There is a great deal of puzzlement at present about how it could happen that a bank in California is stormed by its customers virtually overnight. The classic bank run at Silicon Valley Bank (SVB), i.e. the attempt by many depositors to withdraw their money from this bank at the same time, has been stopped by the American authorities with the assurance that no one will lose their deposits, but the uncertainty on the financial markets is great. Other banks with similar business models have lost massively in share value.
There are no real explanations for the events yet. The US Federal Reserve has begun an investigation. The most widespread theory at the moment is that the bank got into trouble because the interest rate on the old government bonds held by the bank (on the asset side) is below the interest rate on newly issued government bonds due to the FED’s interest rate turnaround. The current market value of the old bonds is well below their face value, i.e. below the value at which the loans will be repaid by the government. To attribute the bank run to this, however, is a steep thesis.
First of all, one must realise that even the best asset side does not help in the case of a bank run. If, for whatever rational or irrational reasons, a bank’s depositors go crazy, there is no antidote other than the rapid closure of the bank and, to reassure other investors, state guarantees for all banks. That customers no longer trust a bank because it has too many government bonds in its portfolio that are perfectly safe in the long term but cannot be sold in the short term without incurring losses is not particularly plausible.
The short-term losses only occur when depositors go crazy and the bonds have to be sold quickly. But that does not explain why depositors suddenly panic. The FT rightly points out that the current low valuation of government bonds was known long before the run. I, for one, would not get nervous if I held my money in a bank that had mainly lent to the government but of which nothing else was known to be disadvantageous. Even a bank that has mainly given solid long-term loans to private companies is lost in a bank run, because it can never activate as much money as it would need to pay out all the deposits without huge losses. No financial institution is immune to irrational actions.
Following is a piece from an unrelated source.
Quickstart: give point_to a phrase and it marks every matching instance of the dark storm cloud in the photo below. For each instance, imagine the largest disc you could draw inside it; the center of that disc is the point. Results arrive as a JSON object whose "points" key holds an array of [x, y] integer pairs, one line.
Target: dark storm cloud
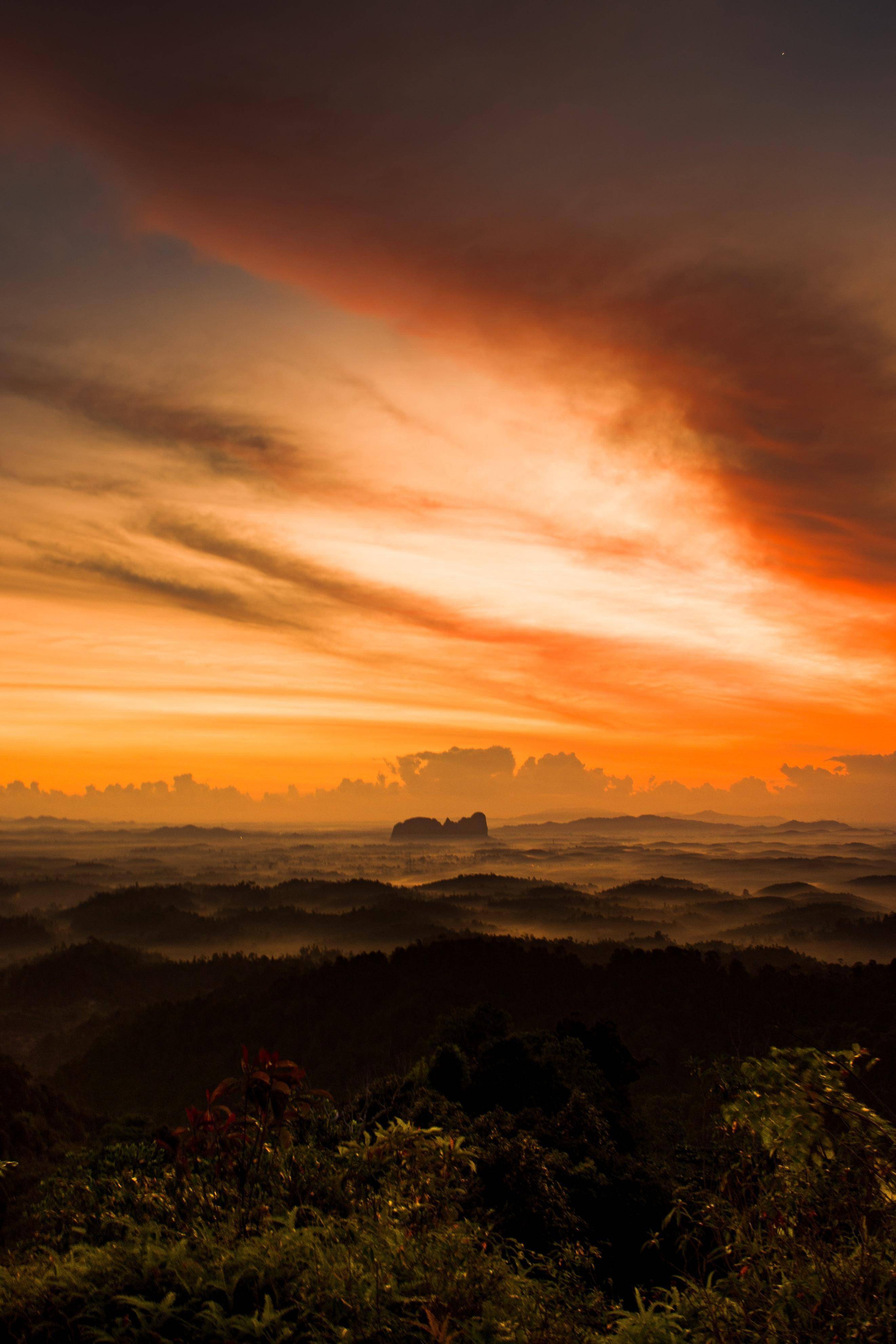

Nor is the thesis that the bank could not have paid higher interest on deposits because the government bonds in its portfolio were low-yielding particularly convincing. If there is such a pressure on the bank’s margin, it has to accept the withdrawal of some deposits to other banks by paying slightly lower interest rates. If it does not do that and makes big losses, management has failed. It has nothing to do with the asset side alone.
Result: we don’t know. We don’t know at this stage what caused the panic. As long as we don’t know, speculating about the reasons won’t help. Hopefully, the investigation by the US Federal Reserve will soon shed some light on the matter.